Bien que le franchiseur contestait ce défaut d’information du franchisé, en invoquant deux
courriels informant les franchisés du réseau, de la procédure en concurrence déloyale qu’il
menait à l’encontre de Domino’s Pizza, et alors que le franchisé en l’espèce venait de renouveler
son contrat de franchise, étant franchisé depuis sept ans, la Cour d’Appel de
Versailles retient que : « le franchisé n’avait pas pu prendre toute la mesure de la gravité de la
situation et que cela ne dispensait pas la société franchiseur de son obligation d’information. »
La société franchiseur aurait dû l’indiquer expressément dans le DIP. La nullité est alors
prononcée par la juridiction.
Quelles en sont les conséquences ?
De façon usuelle, la Cour rappelle que la nullité d’un contrat emporte son effacement rétroactif,
et prononce en conséquence la restitution au franchisé des sommes effectivement versées au
franchiseur, soit la somme de 15 000 € versée au titre du droit d’entrée. Le franchisé sollicitait
alors l’indemnisation du préjudice né de la perte de chance de n’avoir pas engagé utilement les
sommes investies au titre de la franchise, et le remboursement du matériel nécessaire à
l’exploitation.
La Cour déboute le franchisé de l’ensemble de ses demandes. En effet, elle relève que la
société franchisée, « bien qu’en procédure de redressement judiciaire, continue d’exploiter son
activité de fabrication, vente et livraison de pizzas, désormais sous sa propre enseigne. »

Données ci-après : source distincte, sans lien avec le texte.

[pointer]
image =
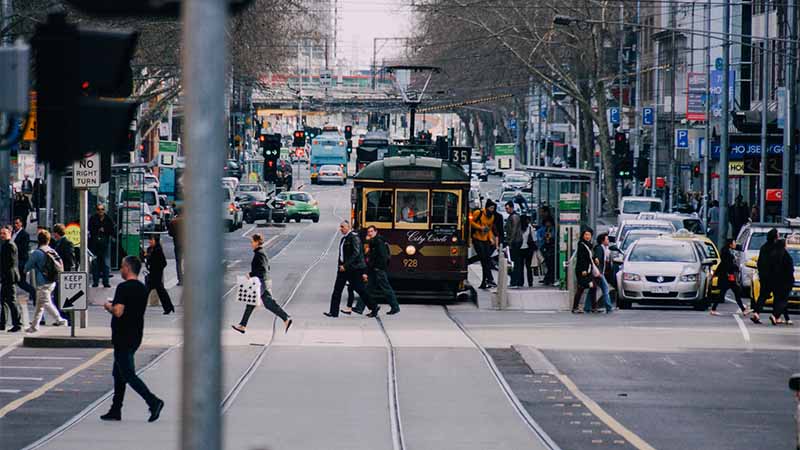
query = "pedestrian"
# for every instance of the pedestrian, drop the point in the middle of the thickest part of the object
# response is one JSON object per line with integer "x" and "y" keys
{"x": 377, "y": 278}
{"x": 156, "y": 262}
{"x": 528, "y": 248}
{"x": 22, "y": 240}
{"x": 66, "y": 251}
{"x": 726, "y": 278}
{"x": 350, "y": 269}
{"x": 784, "y": 283}
{"x": 44, "y": 262}
{"x": 22, "y": 208}
{"x": 127, "y": 329}
{"x": 101, "y": 231}
{"x": 259, "y": 268}
{"x": 601, "y": 259}
{"x": 583, "y": 270}
{"x": 483, "y": 241}
{"x": 766, "y": 265}
{"x": 175, "y": 231}
{"x": 513, "y": 233}
{"x": 9, "y": 276}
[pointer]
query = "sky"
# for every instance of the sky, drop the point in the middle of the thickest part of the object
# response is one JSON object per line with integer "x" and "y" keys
{"x": 360, "y": 21}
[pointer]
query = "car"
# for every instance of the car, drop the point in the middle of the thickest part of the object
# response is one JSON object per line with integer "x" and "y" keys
{"x": 300, "y": 205}
{"x": 255, "y": 206}
{"x": 630, "y": 207}
{"x": 689, "y": 222}
{"x": 793, "y": 247}
{"x": 663, "y": 271}
{"x": 516, "y": 181}
{"x": 330, "y": 173}
{"x": 491, "y": 166}
{"x": 751, "y": 237}
{"x": 479, "y": 170}
{"x": 231, "y": 211}
{"x": 233, "y": 169}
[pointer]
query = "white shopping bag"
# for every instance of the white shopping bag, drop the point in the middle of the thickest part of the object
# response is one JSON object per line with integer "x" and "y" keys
{"x": 248, "y": 290}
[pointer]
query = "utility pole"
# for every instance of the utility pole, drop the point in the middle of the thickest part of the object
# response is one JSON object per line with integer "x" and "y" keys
{"x": 204, "y": 64}
{"x": 637, "y": 143}
{"x": 724, "y": 138}
{"x": 765, "y": 66}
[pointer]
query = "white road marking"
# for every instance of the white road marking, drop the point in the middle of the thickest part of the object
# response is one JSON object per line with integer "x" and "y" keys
{"x": 742, "y": 328}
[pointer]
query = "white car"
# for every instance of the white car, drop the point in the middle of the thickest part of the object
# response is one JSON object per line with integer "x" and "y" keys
{"x": 232, "y": 213}
{"x": 330, "y": 173}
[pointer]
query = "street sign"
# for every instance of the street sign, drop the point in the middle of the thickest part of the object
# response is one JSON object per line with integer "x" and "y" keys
{"x": 648, "y": 116}
{"x": 86, "y": 172}
{"x": 73, "y": 290}
{"x": 682, "y": 138}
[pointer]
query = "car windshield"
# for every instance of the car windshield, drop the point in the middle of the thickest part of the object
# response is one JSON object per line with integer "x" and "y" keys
{"x": 637, "y": 206}
{"x": 674, "y": 252}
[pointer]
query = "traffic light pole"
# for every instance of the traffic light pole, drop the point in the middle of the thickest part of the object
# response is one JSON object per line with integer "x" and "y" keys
{"x": 204, "y": 65}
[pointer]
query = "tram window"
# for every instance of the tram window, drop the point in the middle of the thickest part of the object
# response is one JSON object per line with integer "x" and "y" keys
{"x": 379, "y": 206}
{"x": 445, "y": 207}
{"x": 412, "y": 207}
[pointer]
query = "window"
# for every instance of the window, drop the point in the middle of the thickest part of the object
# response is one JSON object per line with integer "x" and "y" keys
{"x": 445, "y": 207}
{"x": 412, "y": 209}
{"x": 378, "y": 206}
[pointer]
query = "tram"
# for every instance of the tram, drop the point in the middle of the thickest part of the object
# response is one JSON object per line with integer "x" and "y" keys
{"x": 419, "y": 205}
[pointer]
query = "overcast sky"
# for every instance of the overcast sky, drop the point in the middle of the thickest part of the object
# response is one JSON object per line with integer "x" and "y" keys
{"x": 360, "y": 21}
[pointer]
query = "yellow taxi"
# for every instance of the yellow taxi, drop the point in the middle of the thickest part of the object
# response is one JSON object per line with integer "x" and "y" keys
{"x": 793, "y": 247}
{"x": 707, "y": 250}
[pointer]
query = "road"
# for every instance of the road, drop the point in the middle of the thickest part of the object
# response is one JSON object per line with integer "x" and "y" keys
{"x": 644, "y": 378}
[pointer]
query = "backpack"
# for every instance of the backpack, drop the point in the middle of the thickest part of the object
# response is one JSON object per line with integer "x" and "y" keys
{"x": 52, "y": 266}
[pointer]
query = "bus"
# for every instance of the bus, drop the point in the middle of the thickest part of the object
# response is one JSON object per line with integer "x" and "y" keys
{"x": 328, "y": 148}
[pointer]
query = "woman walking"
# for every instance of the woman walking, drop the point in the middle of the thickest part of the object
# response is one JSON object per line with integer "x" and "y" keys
{"x": 583, "y": 269}
{"x": 156, "y": 263}
{"x": 726, "y": 278}
{"x": 259, "y": 268}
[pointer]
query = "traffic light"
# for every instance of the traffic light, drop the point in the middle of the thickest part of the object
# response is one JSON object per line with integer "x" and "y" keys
{"x": 82, "y": 77}
{"x": 299, "y": 139}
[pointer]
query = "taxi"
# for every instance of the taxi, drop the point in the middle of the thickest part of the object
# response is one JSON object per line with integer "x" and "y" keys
{"x": 708, "y": 250}
{"x": 793, "y": 247}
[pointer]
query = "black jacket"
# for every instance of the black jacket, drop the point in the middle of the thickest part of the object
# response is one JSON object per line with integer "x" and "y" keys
{"x": 156, "y": 261}
{"x": 378, "y": 257}
{"x": 9, "y": 265}
{"x": 352, "y": 253}
{"x": 66, "y": 251}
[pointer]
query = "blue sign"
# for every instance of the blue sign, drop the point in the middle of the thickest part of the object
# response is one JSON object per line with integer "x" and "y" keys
{"x": 614, "y": 115}
{"x": 682, "y": 138}
{"x": 648, "y": 116}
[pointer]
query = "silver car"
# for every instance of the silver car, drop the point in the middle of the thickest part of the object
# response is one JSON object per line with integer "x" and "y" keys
{"x": 663, "y": 271}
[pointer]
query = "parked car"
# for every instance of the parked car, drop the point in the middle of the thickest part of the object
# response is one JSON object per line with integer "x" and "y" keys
{"x": 300, "y": 205}
{"x": 330, "y": 173}
{"x": 255, "y": 207}
{"x": 663, "y": 271}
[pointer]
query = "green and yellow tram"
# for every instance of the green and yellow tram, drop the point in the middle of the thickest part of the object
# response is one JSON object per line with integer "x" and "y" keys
{"x": 420, "y": 205}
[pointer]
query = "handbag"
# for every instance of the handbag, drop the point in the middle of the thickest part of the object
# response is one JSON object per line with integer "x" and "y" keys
{"x": 248, "y": 290}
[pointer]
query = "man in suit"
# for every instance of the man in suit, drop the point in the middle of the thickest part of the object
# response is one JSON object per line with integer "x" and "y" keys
{"x": 9, "y": 275}
{"x": 351, "y": 268}
{"x": 22, "y": 241}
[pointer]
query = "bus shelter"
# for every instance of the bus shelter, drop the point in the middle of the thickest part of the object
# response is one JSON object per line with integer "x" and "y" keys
{"x": 573, "y": 200}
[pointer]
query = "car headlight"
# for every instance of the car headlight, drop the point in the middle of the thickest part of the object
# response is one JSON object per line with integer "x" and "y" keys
{"x": 689, "y": 277}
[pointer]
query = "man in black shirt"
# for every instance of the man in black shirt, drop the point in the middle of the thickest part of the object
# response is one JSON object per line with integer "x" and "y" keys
{"x": 127, "y": 327}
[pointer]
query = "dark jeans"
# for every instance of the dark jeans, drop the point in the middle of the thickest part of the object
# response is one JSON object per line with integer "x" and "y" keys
{"x": 8, "y": 299}
{"x": 125, "y": 373}
{"x": 155, "y": 281}
{"x": 378, "y": 286}
{"x": 269, "y": 303}
{"x": 517, "y": 277}
{"x": 354, "y": 278}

La Cour indique alors que le franchisé ne démontre pas qu’il n’utilise plus, dans le cadre de son
activité sous cette nouvelle enseigne, les équipements de cuisine acquis au moyen d’un crédit-
bail. La Cour va même jusqu’à constater que le franchisé n’établit pas non plus qu’il n’utilise
plus le véhicule de l’entreprise. « Elle juge alors que le franchisé ne peut soutenir qu’il a
effectué ses investissements en pure perte, alors qu’il est aujourd’hui propriétaire des
équipements et du véhicule. »
De même, s’agissant des investissements faits par le franchisé au titre des capitaux investis
pour constituer sa société, la Cour relève que les sommes investies figurent toujours dans les
comptes de la société, laquelle poursuit son activité.
Il en résulte que le franchisé ne justifie pas, selon la Cour, d’un préjudice indemnisable.
Conclusion
Afin que le franchisé puisse réussir dans la démonstration de son préjudice, il aurait ainsi fallu
qu’il démontre que les sommes investies l’étaient en pure perte.

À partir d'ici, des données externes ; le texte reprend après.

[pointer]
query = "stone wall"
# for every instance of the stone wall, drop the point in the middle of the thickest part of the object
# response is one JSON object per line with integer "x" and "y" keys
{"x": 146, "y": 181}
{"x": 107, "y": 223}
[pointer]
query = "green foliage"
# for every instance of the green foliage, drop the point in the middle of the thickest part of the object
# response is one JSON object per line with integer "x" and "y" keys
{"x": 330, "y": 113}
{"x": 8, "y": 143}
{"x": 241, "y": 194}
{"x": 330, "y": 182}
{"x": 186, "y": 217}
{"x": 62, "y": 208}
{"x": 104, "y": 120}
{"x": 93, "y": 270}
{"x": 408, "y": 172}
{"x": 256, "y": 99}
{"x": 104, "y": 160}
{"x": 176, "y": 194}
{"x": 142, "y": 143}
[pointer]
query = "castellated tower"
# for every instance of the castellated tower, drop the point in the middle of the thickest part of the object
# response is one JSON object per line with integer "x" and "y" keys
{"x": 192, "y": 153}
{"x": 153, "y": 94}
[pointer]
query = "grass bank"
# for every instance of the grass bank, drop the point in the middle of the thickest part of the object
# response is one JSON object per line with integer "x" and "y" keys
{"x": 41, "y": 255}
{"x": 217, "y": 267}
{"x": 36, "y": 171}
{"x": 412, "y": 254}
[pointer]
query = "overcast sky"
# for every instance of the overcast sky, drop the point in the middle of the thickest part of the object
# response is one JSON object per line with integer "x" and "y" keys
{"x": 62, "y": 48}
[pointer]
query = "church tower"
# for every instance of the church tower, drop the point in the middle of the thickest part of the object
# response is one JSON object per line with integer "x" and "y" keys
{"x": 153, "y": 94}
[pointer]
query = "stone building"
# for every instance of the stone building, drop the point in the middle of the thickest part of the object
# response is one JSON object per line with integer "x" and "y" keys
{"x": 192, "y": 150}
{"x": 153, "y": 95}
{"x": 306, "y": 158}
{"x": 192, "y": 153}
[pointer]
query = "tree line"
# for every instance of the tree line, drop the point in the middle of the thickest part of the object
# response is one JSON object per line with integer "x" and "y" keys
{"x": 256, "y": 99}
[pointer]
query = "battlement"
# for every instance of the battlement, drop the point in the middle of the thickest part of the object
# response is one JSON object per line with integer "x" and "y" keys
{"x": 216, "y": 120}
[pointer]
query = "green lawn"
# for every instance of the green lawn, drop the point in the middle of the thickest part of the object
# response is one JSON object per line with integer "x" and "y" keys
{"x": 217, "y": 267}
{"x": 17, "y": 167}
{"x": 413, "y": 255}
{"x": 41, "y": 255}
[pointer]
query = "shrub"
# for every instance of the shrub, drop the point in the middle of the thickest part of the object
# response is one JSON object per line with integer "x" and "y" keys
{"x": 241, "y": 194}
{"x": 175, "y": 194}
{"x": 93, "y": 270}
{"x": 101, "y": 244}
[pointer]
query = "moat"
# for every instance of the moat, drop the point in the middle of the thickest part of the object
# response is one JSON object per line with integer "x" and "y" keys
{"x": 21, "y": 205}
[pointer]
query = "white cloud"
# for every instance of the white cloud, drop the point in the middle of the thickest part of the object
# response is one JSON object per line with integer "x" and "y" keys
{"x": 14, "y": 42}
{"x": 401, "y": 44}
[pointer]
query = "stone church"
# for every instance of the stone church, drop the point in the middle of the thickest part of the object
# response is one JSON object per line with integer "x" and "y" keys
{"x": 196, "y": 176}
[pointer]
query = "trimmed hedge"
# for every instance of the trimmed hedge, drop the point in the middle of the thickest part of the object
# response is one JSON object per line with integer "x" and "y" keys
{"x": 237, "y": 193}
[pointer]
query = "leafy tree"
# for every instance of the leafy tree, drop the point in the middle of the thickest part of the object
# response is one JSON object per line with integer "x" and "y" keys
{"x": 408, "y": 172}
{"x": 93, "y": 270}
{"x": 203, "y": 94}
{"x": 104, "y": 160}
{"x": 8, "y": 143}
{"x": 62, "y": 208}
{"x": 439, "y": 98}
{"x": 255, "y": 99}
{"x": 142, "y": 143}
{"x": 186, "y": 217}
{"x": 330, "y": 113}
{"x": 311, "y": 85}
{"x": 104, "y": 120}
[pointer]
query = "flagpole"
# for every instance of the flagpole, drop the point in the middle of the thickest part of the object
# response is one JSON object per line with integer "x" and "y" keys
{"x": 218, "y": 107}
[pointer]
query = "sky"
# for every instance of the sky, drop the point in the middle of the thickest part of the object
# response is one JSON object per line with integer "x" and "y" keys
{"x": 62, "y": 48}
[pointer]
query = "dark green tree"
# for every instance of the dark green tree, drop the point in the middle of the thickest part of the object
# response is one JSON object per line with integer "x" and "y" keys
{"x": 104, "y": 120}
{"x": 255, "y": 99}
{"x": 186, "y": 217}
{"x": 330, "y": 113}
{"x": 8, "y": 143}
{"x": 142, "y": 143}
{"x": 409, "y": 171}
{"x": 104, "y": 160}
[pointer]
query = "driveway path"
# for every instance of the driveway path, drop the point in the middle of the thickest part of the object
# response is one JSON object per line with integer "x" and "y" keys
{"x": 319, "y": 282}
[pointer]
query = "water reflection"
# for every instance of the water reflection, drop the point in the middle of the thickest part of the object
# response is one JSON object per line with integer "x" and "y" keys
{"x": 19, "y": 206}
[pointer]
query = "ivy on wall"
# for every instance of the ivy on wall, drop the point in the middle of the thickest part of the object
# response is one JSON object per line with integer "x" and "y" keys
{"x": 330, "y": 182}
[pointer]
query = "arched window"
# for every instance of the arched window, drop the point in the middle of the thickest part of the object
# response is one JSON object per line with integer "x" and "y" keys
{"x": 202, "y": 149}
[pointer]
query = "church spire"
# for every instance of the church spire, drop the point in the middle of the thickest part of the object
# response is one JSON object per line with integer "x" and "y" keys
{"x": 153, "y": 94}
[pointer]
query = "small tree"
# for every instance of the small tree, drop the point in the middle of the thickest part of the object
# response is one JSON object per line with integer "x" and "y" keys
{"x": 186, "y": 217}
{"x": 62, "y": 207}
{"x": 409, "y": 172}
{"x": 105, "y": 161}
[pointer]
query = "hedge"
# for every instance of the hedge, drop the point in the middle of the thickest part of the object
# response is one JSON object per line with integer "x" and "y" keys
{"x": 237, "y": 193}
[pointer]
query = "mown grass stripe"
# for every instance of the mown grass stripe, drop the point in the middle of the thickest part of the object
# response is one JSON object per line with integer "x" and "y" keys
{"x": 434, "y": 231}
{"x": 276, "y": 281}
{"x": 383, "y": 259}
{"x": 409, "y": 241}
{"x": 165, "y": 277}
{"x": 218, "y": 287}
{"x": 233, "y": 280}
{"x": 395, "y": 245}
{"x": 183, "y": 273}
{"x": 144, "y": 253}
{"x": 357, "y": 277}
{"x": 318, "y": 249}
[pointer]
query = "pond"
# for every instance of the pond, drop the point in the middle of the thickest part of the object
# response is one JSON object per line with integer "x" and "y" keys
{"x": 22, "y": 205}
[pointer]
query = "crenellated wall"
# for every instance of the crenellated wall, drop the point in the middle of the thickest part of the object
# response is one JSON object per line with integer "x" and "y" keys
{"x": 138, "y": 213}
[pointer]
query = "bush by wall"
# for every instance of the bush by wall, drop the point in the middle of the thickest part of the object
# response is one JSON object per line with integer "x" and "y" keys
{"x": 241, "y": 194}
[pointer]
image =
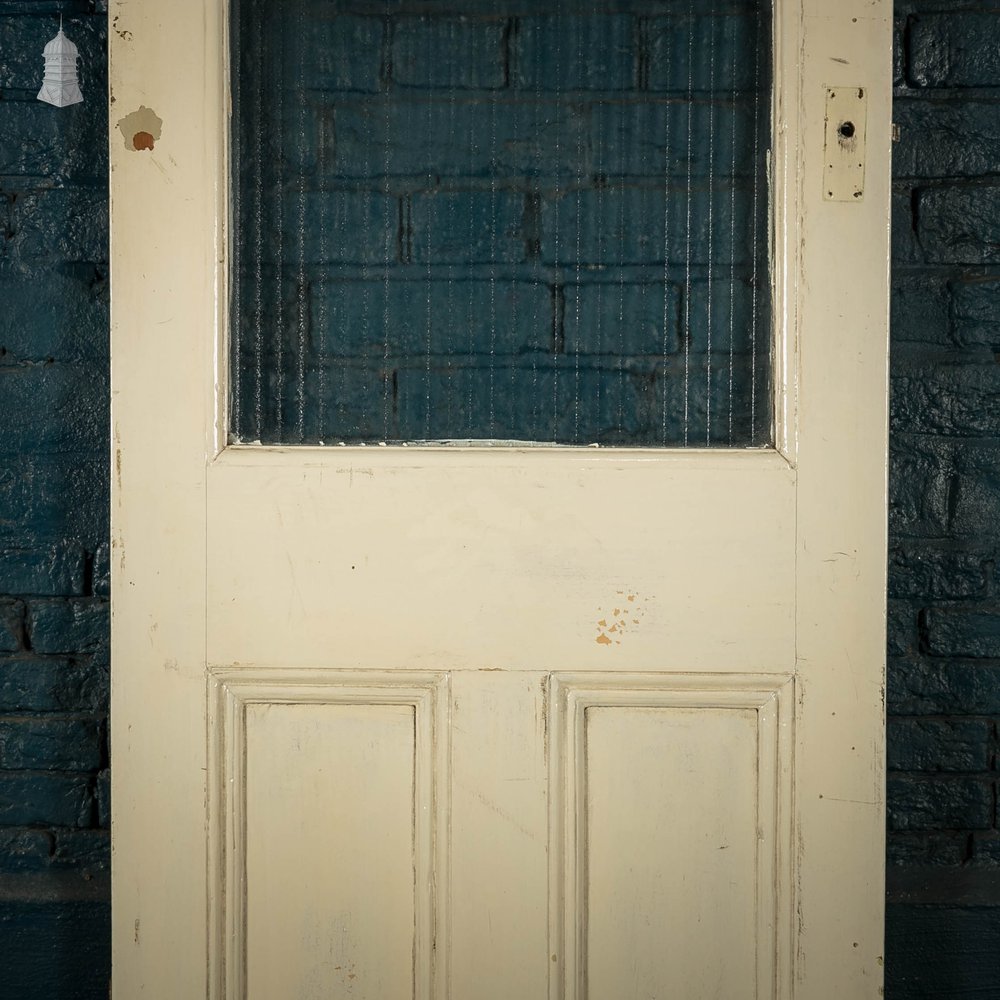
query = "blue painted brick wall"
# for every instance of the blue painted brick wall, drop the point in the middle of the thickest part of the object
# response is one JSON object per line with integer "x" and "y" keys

Tel aurait été le cas, par exemple, si son activité avait cessé et que les éléments investis pour
l’exploitation de l’activité de restauration n’étaient plus utilisés. Le seul bénéfice de l’action du
franchisé dans cette affaire est d’avoir obtenu la nullité de l’acte de cautionnement qu’il avait
souscrit au profit du franchiseur. En effet, le contrat de franchise étant annulé, la Cour d’Appel
de Versailles prononce l’annulation du cautionnement qu’avait consenti le gérant au franchiseur.
L’accessoire suit ainsi le contrat principal. Enfin, il ne pouvait y avoir restitution des redevances
prévues au contrat de franchise, puisque le franchisé, en l’état, ne les avait pas payées au franchiseur.
Au final, le franchisé a gagné une bataille contre le franchiseur qui est sanctionné
pour dol, mais, en termes de réparation, l’indemnisation est mince.
Le risque est en revanche beaucoup plus important pour le franchiseur, qui devra certainement
faire face à d’autres contentieux initiés par les franchisés de son réseau, pour ceux qui
n’auraient pas eu l’information précontractuelle ,comme jugé par la Cour d’Appel de Versailles.
En conclusion, le dol pourra être lourd de conséquences pour le franchiseur et l’indemnisation
pas si importante que cela pour le franchisé.